While swine flu viruses have long been considered a risk for human pandemics, and were the source of the 2009 pandemic H1N1 virus, attention has recently turned to the transmission of flu viruses from humans to pigs.
“Once in pigs, flu viruses from humans continue to evolve their surface proteins, generically referred to as antigens, resulting in a tremendous diversity of novel flu viruses that can be transmitted to other pigs and also [back] to humans,” explains Nicola Lewis, the lead researcher of a new study published in the journal eLife.
“These flu viruses pose a serious threat to public health because they are no longer similar enough to the current human flu strains for our immune systems to recognize them and mount an effective defense. Understanding the dynamics and consequences of this two-way transmission is important for designing effective strategies to detect and respond to new strains of flu.”
Humans and pigs both experience regular outbreaks of influenza A viruses, most commonly from H1 and H3 subtypes, and their genetic diversity is well characterized. However, the diversity of their antigens, which shapes their pandemic potential, is poorly understood, mainly due to lack of data, a recent article explains.
To help improve this understanding, Lewis and her team created the largest and most geographically comprehensive data set of antigenic variation. They amassed and characterized antigens from nearly 600 flu viruses dating back from 1930 through to 2013 and collected from multiple continents, including Europe, North America and Asia.
Analysis of their data reveals that the amount of antigenic diversity in swine flu viruses resembles the diversity of H1 and H3 viruses seen in humans over the last 40 years, driven by the frequent introduction of human viruses to pigs.

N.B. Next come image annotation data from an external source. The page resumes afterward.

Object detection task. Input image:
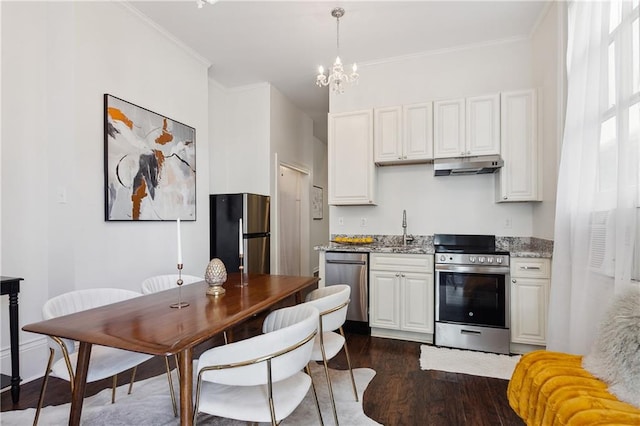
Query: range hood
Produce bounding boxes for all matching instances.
[433,155,504,176]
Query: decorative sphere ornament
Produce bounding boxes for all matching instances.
[204,257,227,296]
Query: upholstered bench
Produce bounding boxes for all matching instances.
[507,350,640,426]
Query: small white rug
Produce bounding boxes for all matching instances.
[420,345,520,380]
[0,363,379,426]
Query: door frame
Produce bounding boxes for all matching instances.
[271,153,312,275]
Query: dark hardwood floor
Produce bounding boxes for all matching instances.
[0,316,524,426]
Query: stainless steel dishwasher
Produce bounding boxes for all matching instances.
[325,251,370,334]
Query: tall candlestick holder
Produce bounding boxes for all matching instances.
[169,263,189,309]
[238,254,249,287]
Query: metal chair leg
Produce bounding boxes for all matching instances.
[111,374,118,404]
[33,348,55,426]
[305,364,324,426]
[164,356,178,417]
[320,339,340,426]
[340,327,358,402]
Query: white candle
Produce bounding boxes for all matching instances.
[176,218,182,265]
[238,218,244,256]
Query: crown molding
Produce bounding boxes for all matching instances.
[117,0,211,68]
[358,36,530,66]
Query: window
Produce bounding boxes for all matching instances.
[592,0,640,280]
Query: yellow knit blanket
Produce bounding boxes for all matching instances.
[507,351,640,426]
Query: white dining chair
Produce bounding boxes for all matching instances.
[33,288,175,426]
[193,304,322,425]
[305,284,358,425]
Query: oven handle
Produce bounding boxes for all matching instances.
[435,264,509,275]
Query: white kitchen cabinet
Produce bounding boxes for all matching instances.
[328,109,375,205]
[466,93,500,155]
[373,102,433,165]
[510,258,551,346]
[496,89,542,202]
[433,99,466,158]
[433,93,500,158]
[369,253,434,342]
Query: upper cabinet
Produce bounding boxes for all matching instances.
[496,89,542,202]
[328,109,375,205]
[373,102,433,165]
[433,93,500,158]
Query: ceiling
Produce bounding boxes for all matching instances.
[129,0,546,141]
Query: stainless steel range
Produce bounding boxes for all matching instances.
[433,234,511,354]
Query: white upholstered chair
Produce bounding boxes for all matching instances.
[305,284,358,425]
[193,304,322,425]
[33,288,168,425]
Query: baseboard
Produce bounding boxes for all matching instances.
[509,342,546,355]
[371,327,433,343]
[0,337,49,383]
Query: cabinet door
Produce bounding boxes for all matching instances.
[433,99,466,158]
[402,102,433,162]
[373,107,403,164]
[369,271,400,330]
[466,93,500,155]
[328,110,375,205]
[400,272,434,333]
[511,278,549,345]
[496,90,542,201]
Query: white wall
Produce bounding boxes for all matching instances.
[269,87,318,275]
[309,138,329,271]
[209,79,270,195]
[330,39,535,236]
[532,2,566,239]
[0,2,209,379]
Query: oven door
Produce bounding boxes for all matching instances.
[435,265,510,328]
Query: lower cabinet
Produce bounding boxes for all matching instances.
[511,258,551,346]
[369,253,434,342]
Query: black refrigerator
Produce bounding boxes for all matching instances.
[209,193,271,274]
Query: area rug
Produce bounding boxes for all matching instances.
[420,345,520,380]
[0,363,379,426]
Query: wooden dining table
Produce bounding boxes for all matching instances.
[22,273,319,425]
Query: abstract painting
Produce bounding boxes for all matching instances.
[104,94,196,221]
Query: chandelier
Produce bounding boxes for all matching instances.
[316,7,360,94]
[196,0,218,9]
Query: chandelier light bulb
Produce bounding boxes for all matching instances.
[316,7,360,94]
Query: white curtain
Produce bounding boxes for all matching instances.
[547,0,640,354]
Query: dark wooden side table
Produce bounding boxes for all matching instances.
[0,276,22,403]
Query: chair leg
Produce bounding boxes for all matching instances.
[164,356,178,417]
[111,374,118,404]
[305,364,324,426]
[173,354,180,381]
[340,327,358,402]
[33,348,55,426]
[320,340,340,426]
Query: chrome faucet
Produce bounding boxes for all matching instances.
[402,210,413,246]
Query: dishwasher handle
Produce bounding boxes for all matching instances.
[326,259,367,265]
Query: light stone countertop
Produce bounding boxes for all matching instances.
[314,234,553,259]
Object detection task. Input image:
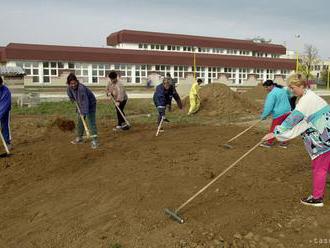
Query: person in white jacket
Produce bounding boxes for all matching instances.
[263,73,330,207]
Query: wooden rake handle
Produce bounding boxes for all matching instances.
[175,140,263,213]
[110,95,130,126]
[75,101,91,139]
[156,116,164,136]
[0,128,10,155]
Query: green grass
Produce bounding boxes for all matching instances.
[12,99,255,125]
[109,243,123,248]
[12,99,199,124]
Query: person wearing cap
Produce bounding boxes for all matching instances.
[263,73,330,207]
[188,78,203,115]
[260,80,291,148]
[66,73,98,149]
[106,71,129,130]
[153,78,182,124]
[0,77,11,150]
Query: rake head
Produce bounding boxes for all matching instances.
[122,123,131,130]
[164,208,184,224]
[223,144,233,149]
[0,152,12,158]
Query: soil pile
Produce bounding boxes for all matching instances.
[184,84,260,116]
[243,84,267,102]
[51,117,76,132]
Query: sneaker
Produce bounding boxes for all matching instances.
[121,123,130,130]
[112,125,123,131]
[300,195,323,207]
[278,143,288,149]
[71,137,83,145]
[7,144,13,151]
[259,143,273,148]
[91,140,98,149]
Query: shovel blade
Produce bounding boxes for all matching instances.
[164,208,184,224]
[223,144,233,149]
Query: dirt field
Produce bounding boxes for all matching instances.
[0,114,330,248]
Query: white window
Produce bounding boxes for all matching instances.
[174,65,188,82]
[224,68,236,79]
[135,65,150,83]
[238,68,248,84]
[16,62,40,83]
[208,67,221,83]
[42,61,64,84]
[155,65,171,77]
[114,64,132,83]
[253,69,264,80]
[92,64,110,83]
[266,69,275,80]
[74,63,89,83]
[196,66,205,78]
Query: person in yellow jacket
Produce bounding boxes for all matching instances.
[188,78,203,115]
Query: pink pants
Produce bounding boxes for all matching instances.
[267,113,290,145]
[312,152,330,199]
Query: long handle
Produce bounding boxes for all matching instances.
[0,129,10,155]
[226,120,261,143]
[156,116,164,136]
[110,95,130,126]
[175,140,263,212]
[75,101,91,139]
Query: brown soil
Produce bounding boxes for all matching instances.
[243,84,267,102]
[184,84,259,116]
[51,117,75,132]
[0,117,330,248]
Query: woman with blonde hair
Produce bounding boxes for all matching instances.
[263,73,330,207]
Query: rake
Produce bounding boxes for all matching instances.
[110,95,131,129]
[164,140,263,224]
[0,129,10,156]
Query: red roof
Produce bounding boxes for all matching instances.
[0,43,296,70]
[107,30,286,54]
[0,47,5,62]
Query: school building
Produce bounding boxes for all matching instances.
[0,30,295,92]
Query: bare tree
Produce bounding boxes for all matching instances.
[299,44,320,80]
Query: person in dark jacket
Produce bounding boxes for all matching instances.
[153,78,182,124]
[0,77,11,150]
[66,73,98,149]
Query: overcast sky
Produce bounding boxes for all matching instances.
[0,0,330,59]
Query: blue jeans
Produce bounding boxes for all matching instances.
[0,111,11,145]
[77,112,97,140]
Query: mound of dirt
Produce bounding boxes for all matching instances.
[183,84,260,116]
[51,117,76,132]
[243,84,267,102]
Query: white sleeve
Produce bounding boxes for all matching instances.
[274,120,310,141]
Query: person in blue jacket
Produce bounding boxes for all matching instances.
[153,78,182,124]
[260,80,291,148]
[0,77,11,150]
[66,73,98,149]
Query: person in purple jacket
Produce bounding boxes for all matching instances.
[0,77,11,150]
[153,78,183,124]
[66,73,98,149]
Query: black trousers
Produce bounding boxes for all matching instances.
[116,100,127,126]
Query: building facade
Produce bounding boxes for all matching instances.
[0,30,295,87]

“Since most of the current swine flu viruses are the result of human seasonal flu virus introductions into pigs, we anticipate at least some cross-protective immunity in the human population, which could potentially interfere with a re-introduction of these viruses. For example, the H1N1pdm09 viruses circulating in both humans and pigs are antigenically similar and therefore likely induce some immunity in both hosts,” Lewis said in the article.
“However, for the H1 1C, H3 3A, and H3 3B human seasonal lineages in pigs, the risk of re-introduction into the human population increases with the number of people born after the circulation of the human precursor virus, and is increased by the antigenic evolution of these viruses in pigs. Earlier introduced lineages of human H1 and H3 viruses therefore pose the greatest current risk to humans, due to the low or negligible predicted levels of cross-immunity in individuals born since the 1970s.”
While vaccination to control flu in pigs is used extensively in the U.S. and occasionally in other regions, there is no formal system for matching vaccine strains with circulating strains and no validated protocols for standardization and effective vaccine use.
“The significant antigenic diversity that we see in our data means it is highly unlikely that one vaccine strain per subtype would be effective on a global scale, or even in a given region,” study co-author Colin Russell, said.
He adds that the findings emphasize the need for stronger surveillance in areas with high density of pig populations, such as China, and where pigs and humans are in close contact.